One might ask, is this scalable, or is it an anomalous niche? As it was for Zappos, that is the billion-dollar question, and I don't know the answer. But it certainly makes basic economic sense. Feeding livestock on grass is patently efficient. The animals convert inedible, naturally occurring vegetation to human food, while recycling nutrients to sustain the grass, without requiring costly fuel-intensive chemicals or machinery.

How did we end up with a system so inefficient?

In the U.S., we've had decades of corn subsidies that motivate farmers to over-produce corn, resulting in a surfeit of corn that has skewed market dynamics. This has made it artificially "affordable" to feed corn even to animals that were never evolved to digest it (salmon, for example). Such subsidies might have made sense if America's problems included a shortage of food calories. But today, we face different problems, such as a health-care and budget crisis, a fuel crisis, and a climate crisis. Our policies ought to reward farming practices that alleviate these problems. Consumer consciousness may be enough to make sustainable food profitable in the short-term; but in the long-term, shifts in policy are necessary.

The good news is that governmental policy can be aligned to help in more ways than one. The most elegant but most politically infeasible solution might be to cut corn subsidies. But there are many other regulatory levers. For example, government could offer a "grass subsidy" to reward land use that traps carbon in the soil, aligning with a broader carbon policy. The FDA has suggested that it might regulate antibiotic use in livestock, which would make our food system not only safer but also better for the environment.

Health-based efforts to combat obesity will likely help the environment as well. Carbs in our diet and carbon in our atmosphere are closely linked, and generally lead back to corn subsidies (AKA "carb subsidies"). Lastly, the U.S. Department of Agriculture"Certified Organic" labeling program is a huge marketing boon to environment-friendly practices and can be expanded.

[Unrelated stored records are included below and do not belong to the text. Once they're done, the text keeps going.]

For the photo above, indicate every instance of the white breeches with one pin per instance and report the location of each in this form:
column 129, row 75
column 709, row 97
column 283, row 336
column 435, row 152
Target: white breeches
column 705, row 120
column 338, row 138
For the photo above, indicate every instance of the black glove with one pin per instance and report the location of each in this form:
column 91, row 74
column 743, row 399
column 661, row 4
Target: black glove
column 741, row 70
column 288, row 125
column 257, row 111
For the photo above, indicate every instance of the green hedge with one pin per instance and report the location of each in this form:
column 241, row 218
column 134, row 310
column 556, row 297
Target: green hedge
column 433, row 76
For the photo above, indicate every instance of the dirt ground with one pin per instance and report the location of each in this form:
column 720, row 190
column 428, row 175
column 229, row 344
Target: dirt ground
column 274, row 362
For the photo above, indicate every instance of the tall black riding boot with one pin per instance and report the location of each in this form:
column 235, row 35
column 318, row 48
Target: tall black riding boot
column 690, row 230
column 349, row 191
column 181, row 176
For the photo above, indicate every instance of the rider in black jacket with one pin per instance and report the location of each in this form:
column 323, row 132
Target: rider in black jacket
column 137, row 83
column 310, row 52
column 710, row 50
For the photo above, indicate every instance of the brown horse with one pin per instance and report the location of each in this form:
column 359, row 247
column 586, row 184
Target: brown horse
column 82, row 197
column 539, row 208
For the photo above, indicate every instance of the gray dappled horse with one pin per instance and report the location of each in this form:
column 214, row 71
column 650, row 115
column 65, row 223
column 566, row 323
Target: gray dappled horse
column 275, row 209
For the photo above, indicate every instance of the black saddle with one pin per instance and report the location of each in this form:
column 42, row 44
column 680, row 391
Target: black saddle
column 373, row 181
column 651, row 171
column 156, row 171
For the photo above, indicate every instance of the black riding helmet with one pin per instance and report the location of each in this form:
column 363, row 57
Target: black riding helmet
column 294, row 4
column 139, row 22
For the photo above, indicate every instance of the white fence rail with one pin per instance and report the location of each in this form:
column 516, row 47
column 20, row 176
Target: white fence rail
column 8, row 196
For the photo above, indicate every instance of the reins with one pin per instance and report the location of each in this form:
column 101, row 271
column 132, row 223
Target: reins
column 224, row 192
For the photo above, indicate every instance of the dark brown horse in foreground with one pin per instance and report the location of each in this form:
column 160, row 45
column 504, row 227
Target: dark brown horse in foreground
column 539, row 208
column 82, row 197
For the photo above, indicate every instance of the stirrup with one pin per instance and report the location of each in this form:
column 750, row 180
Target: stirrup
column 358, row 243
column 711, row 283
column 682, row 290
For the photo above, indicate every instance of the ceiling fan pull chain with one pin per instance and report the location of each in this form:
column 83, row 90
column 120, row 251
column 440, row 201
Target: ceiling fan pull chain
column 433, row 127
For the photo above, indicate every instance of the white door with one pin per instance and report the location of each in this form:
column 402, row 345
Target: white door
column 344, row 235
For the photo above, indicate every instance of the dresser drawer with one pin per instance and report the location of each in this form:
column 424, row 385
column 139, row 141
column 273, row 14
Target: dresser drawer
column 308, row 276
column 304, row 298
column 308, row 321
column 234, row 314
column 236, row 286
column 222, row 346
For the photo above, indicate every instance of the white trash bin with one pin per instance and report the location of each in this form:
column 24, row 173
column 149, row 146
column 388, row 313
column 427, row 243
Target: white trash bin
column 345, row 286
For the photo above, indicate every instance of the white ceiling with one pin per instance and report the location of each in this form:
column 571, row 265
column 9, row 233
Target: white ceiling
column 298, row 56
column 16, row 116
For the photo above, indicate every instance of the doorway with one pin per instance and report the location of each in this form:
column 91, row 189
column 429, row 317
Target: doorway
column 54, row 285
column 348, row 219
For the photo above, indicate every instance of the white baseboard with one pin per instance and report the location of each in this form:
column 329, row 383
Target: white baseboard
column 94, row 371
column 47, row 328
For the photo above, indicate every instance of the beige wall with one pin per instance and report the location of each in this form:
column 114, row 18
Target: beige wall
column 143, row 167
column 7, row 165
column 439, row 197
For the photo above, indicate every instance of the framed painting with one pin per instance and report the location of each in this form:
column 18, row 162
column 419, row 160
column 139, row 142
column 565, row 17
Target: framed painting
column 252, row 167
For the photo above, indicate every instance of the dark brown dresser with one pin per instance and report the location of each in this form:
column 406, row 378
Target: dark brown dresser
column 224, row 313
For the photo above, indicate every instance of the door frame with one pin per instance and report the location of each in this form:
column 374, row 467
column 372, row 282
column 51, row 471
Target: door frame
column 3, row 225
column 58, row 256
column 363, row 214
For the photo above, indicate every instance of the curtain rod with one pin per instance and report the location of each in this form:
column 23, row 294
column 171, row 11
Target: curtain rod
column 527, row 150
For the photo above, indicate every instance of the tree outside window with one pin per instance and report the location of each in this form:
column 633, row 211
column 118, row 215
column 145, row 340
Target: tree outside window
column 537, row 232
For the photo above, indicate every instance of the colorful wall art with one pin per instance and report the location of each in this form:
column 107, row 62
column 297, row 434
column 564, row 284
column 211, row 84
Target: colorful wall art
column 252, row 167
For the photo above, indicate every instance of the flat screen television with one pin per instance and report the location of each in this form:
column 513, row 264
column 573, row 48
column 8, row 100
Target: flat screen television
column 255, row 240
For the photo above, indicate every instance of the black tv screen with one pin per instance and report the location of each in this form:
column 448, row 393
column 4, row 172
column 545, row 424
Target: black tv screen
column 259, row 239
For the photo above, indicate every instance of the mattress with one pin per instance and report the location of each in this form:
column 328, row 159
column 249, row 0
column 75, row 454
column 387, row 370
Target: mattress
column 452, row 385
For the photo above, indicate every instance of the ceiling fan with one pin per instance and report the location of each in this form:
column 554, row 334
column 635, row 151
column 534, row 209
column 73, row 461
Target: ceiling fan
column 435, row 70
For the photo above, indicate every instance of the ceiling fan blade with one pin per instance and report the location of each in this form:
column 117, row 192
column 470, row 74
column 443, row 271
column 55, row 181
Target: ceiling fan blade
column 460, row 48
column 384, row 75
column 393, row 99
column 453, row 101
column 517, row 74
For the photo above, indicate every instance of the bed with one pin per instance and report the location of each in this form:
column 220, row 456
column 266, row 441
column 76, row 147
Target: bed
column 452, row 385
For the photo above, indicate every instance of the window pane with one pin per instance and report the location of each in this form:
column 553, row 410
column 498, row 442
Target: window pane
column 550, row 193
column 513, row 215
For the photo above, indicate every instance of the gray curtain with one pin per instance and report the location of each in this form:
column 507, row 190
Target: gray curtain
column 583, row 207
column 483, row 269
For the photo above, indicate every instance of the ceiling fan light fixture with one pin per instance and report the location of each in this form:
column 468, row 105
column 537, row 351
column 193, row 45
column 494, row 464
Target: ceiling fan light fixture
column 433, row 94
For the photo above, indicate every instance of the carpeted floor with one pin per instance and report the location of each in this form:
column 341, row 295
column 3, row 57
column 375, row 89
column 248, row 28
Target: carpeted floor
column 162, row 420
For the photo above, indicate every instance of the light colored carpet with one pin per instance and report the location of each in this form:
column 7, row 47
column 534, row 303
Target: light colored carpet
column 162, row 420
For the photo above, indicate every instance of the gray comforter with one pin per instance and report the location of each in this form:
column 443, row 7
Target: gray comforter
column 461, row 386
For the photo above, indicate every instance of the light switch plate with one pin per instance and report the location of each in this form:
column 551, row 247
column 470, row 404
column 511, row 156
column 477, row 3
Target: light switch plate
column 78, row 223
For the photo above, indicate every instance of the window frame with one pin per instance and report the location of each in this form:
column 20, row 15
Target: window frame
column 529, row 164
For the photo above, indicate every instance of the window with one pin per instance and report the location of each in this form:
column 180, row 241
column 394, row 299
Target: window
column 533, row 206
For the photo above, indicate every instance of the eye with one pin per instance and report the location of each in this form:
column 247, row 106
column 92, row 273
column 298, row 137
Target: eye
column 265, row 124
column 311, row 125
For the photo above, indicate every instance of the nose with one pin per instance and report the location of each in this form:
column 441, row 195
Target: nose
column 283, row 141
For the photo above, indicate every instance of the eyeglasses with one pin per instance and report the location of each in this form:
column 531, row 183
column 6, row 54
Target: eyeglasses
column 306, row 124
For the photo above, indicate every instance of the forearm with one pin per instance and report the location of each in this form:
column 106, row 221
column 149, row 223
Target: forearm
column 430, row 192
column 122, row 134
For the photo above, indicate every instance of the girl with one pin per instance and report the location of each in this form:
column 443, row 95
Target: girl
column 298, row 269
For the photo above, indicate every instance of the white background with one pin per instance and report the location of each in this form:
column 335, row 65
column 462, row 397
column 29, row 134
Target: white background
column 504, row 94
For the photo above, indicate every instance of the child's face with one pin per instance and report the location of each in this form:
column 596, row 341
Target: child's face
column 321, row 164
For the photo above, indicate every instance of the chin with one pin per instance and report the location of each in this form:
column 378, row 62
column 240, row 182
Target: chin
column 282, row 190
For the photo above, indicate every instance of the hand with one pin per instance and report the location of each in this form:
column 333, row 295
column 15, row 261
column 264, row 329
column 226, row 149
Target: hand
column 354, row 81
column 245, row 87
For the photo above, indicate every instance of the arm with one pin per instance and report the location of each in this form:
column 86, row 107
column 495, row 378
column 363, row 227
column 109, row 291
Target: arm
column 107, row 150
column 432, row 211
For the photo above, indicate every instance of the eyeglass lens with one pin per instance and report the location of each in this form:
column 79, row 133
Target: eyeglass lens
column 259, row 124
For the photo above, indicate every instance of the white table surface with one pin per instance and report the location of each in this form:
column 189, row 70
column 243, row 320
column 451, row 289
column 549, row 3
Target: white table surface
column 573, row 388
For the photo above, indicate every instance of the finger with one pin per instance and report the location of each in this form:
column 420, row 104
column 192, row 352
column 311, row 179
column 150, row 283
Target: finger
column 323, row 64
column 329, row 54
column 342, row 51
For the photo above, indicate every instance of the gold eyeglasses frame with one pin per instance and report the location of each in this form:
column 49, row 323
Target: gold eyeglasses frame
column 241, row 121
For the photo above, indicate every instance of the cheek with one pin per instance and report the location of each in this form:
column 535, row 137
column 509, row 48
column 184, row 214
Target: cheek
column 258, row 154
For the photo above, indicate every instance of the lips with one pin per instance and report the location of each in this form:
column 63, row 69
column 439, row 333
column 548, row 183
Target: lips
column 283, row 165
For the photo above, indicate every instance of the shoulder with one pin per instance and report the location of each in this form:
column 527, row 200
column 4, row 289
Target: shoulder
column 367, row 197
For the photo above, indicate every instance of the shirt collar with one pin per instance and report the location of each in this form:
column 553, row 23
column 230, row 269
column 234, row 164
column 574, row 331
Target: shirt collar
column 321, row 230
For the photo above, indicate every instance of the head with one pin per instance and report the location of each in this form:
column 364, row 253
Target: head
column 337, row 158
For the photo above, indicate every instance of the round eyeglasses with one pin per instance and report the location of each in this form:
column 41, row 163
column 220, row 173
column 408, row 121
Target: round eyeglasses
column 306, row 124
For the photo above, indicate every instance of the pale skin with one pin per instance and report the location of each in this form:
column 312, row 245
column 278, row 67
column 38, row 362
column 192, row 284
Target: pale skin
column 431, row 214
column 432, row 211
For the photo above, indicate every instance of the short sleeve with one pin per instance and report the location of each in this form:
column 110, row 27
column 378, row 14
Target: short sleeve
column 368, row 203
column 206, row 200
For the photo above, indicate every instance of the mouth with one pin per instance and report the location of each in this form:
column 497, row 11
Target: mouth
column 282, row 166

The government could offer additional subsidies to help farmers bridge the transition to organic, or tighten its criteria for animal products to support more carbon-neutral practices. For example, last year, the USDA released tightener standards for organic dairy, requiring that dairy animals be at least 30 percent grass-fed to qualify as "Organic."

Conclusions

Our food and agriculture system is particularly broken, but we can't simply wait for the government to fix it. As with clean energy, there are many opportunities for private enterprise to stimulate progress while making a profit. Some of the short-term opportunities in food might be to leverage consumer awareness and build a brand that stands for environmental consciousness, while aligning for longer-term regulatory changes to level the playing field.

Broader consumer awareness of the problem is critical, whether to make the private enterprise opportunities more scalable, or to precipitate political change. This is why I'm personally considering engaging more vigorously on this issue, using my background in social platforms and grassroots marketing to help more Americans discover the truths about their food and to build a movement to fix it. Please check out my one-day-old website FixFood.com and lend your voice there.

We cannot feed ourselves forever on the current system. The time for developing more sustainable alternatives is right now.